About the Role
NVIDIA is looking for a Senior Software Engineer to join our ML Performance team. As a member of this team, you'll work with the latest NVIDIA GPUs and SW to deliver the best performance for AI/ML workloads. This includes end-to-end optimizations from various applications (LLMs, Image processing, Vision AI, etc.) to foundational SW (DL Frameworks, compilers, runtimes, OS) and HW. We are passionate about groundbreaking performance and driving world records on industry benchmarks and products, come join our diverse and dynamic team!
What you'll be doing:
- Analyze performance bottlenecks and develop optimizations across the entire SW/HW stack for ML workloads on NVIDIA GPUs.
- Profile, debug, and optimize deep learning (DL) frameworks, libraries, and applications to achieve maximum performance.
- Collaborate with cross-functional teams (HW, Architecture, Driver, Compiler, DL Frameworks) to define and implement performance features and improvements.
- Design and implement new performance benchmarks and tools to evaluate and track ML performance.

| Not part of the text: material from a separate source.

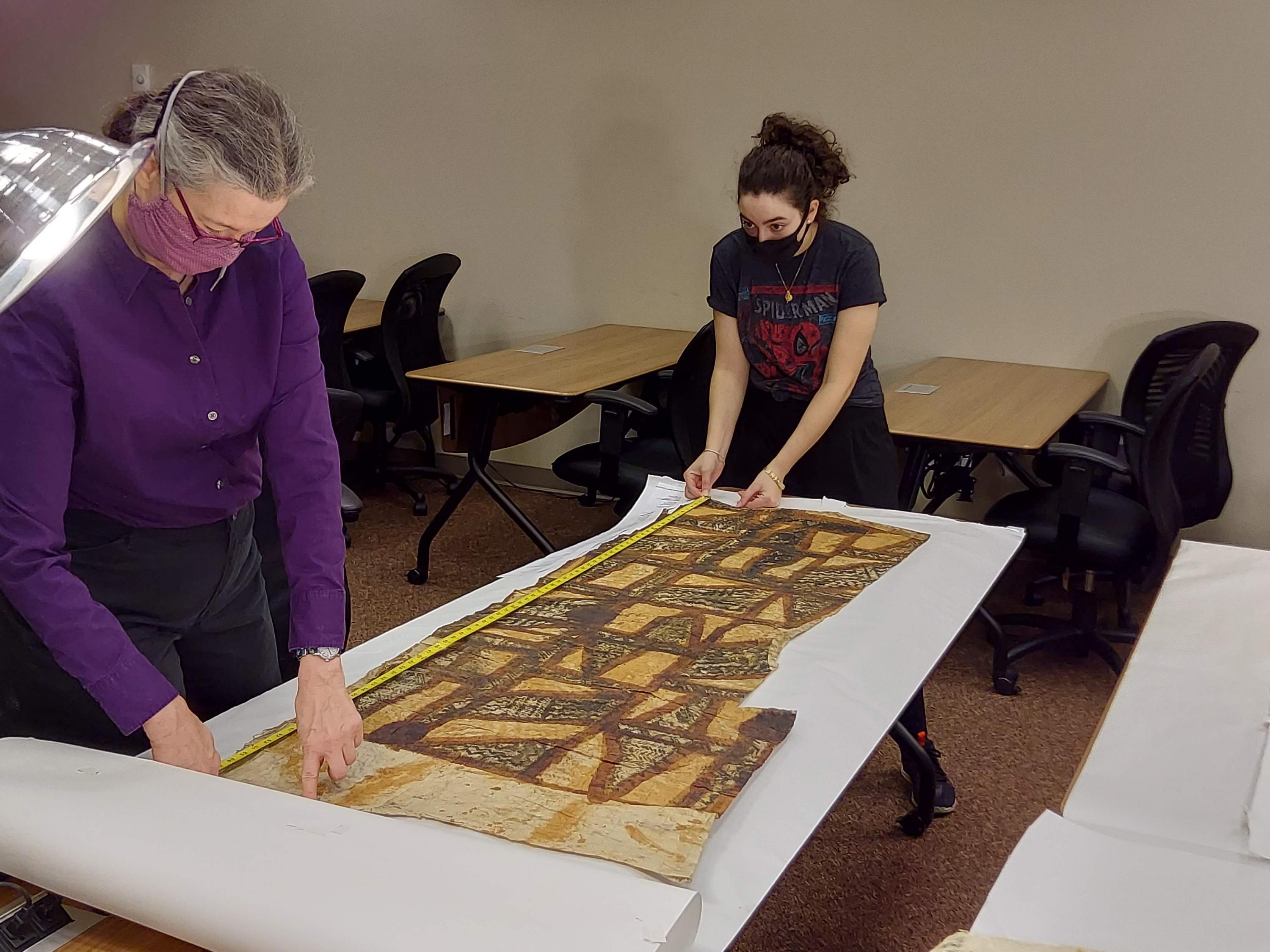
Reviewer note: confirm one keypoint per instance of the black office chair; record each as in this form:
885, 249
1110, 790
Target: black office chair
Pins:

- Contribute to the development of novel techniques and algorithms for ML performance optimization.
- Stay up-to-date with the latest advancements in ML, deep learning, and hardware architectures.
What we need to see:
- BS or MS degree in Computer Science, Electrical Engineering, or a related field (or equivalent experience).
- Strong software engineering background with 5+ years of experience.
- Excellent programming skills in C++ and Python.
- Strong understanding of computer architecture, data structures, and algorithms.
- Experience with performance analysis, profiling, and debugging tools.
- Familiarity with machine learning frameworks (e.g., TensorFlow, PyTorch, JAX).
- Solid understanding of deep learning concepts and algorithms.
Ways to stand out from the crowd:
- Experience with large language models, image processing, or other specific ML domains.
- Familiarity with compiler technologies (e.g., LLVM, CUDA compilers).
- Experience with CUDA or other GPU programming models.
- Knowledge of distributed systems and cloud computing platforms.
- Contributions to open-source ML projects.
- Publications in top-tier ML or systems conferences.